Australian company funds primary school pools.

Ever been to a high-school basketball game with a commercial logo painted onto the floor. Privatepublic partnerships are becoming more common in the United States as schools struggle to pay for extracurricular activities, and it seems they aren't the only ones. Six schools on the outskirts of Melbourne, the Victorian state capital, have recently held talks to consider a similar partnership, which would involve a company called Social Infrastructure Partners building and maintaining heated indoor pools on school grounds.

As part of the agreement, students would use the pools during school hours, and the company would recoup its investment through private use of the pools outside school time.

"This is a new approach where we have been able to work across a number of different school sites," said education minister Jacinta Allan to Australian newspaper The Age . "This is the green light to these school communities, to go to the next stage and have discussions about the construction of a pool on these school sites."

The pools will cost around $2.4 million (U.S.) with plans for 15 to 215 to be built eventually across Victoria. Said David Mullaly, managing director of Social Infrastructure Partners, "There is a huge social positive to what we are doing here. Our idea is that all the kids who go through our facilities will be able to swim 100 meters competently and under a variety of strokes."

Road Trip!

Hit the "hot tub capital" of Ohio.

The name Hocking Hills, Ohio — a local vacation destination for people who live in the Columbus area — doesn't naturally conjure up images of hot tubs, but Hocking Hills State park and the nearby town of Logan are actually known as the "hot tub capital of Ohio."

According to Randie Adam, executive director of the Hocking Hills Tourism Association, the area was first given that designation in an advertising campaign by one of the local lodging operators, and it stuck.

"One cabin company, The Old Man's Cave Chalets, did a big advertising push featuring their hot tubs, and it kind of mimicked cabin-type getaways that you would have in ski country out West," she says. "So they decided to start featuring their hot tubs, and quite successfully. And now there are 200 different lodging operators in the area. Not every one of them has hot tubs, but probably 90 percent do."

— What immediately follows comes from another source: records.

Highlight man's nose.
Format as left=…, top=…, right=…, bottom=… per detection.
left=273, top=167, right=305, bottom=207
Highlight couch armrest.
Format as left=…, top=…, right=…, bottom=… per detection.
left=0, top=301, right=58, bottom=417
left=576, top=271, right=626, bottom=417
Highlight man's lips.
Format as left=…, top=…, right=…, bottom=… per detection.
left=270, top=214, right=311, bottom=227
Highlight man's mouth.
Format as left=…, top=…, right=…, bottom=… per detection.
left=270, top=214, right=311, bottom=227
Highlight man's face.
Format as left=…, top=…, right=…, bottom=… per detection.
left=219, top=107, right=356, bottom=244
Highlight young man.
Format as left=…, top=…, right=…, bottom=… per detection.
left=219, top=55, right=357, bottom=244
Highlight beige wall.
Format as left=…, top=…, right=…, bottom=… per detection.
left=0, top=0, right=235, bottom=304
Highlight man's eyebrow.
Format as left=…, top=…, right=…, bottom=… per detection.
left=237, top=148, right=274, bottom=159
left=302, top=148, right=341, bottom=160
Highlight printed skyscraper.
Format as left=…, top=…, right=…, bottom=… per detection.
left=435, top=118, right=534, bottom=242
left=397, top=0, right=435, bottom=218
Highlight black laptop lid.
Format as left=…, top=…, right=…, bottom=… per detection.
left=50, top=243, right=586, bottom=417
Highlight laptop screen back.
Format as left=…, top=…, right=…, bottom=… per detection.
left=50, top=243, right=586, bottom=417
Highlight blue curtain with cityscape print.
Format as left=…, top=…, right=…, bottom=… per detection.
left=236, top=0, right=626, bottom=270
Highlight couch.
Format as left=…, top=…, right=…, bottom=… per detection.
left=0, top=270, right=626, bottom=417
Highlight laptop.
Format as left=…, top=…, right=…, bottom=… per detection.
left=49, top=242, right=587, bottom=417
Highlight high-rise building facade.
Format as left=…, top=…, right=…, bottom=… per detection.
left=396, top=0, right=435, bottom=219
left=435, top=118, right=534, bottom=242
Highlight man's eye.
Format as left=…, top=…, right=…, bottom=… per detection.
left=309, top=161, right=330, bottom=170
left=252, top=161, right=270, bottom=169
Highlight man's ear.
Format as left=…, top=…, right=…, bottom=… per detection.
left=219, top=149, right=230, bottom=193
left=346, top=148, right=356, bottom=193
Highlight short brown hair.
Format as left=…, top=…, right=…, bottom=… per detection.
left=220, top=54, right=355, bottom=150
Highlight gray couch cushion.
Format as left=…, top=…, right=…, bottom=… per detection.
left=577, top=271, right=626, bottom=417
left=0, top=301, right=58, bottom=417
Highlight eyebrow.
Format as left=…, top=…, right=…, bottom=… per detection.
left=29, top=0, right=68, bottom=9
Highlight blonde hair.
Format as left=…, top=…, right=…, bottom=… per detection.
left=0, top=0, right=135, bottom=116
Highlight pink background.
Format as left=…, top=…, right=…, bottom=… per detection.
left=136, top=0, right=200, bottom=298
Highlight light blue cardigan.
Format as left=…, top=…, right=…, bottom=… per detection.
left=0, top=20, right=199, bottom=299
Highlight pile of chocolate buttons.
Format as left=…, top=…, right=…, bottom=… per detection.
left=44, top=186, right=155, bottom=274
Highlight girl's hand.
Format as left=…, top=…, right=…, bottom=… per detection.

The area, which attracts 2.5 million tourists per year, according to Adam, is home to the state park, scattered over six locations in the county, as well as the small town of Logan, population 6,000. Visitors will find much to do besides soaking in the spa, says Adam, but it's an essential part of the scene. "The state parks are big; there are caves and waterfalls at most of them, and there are also lots of craft and antique places to shop. But you can't be in business if you don't have a hot tub."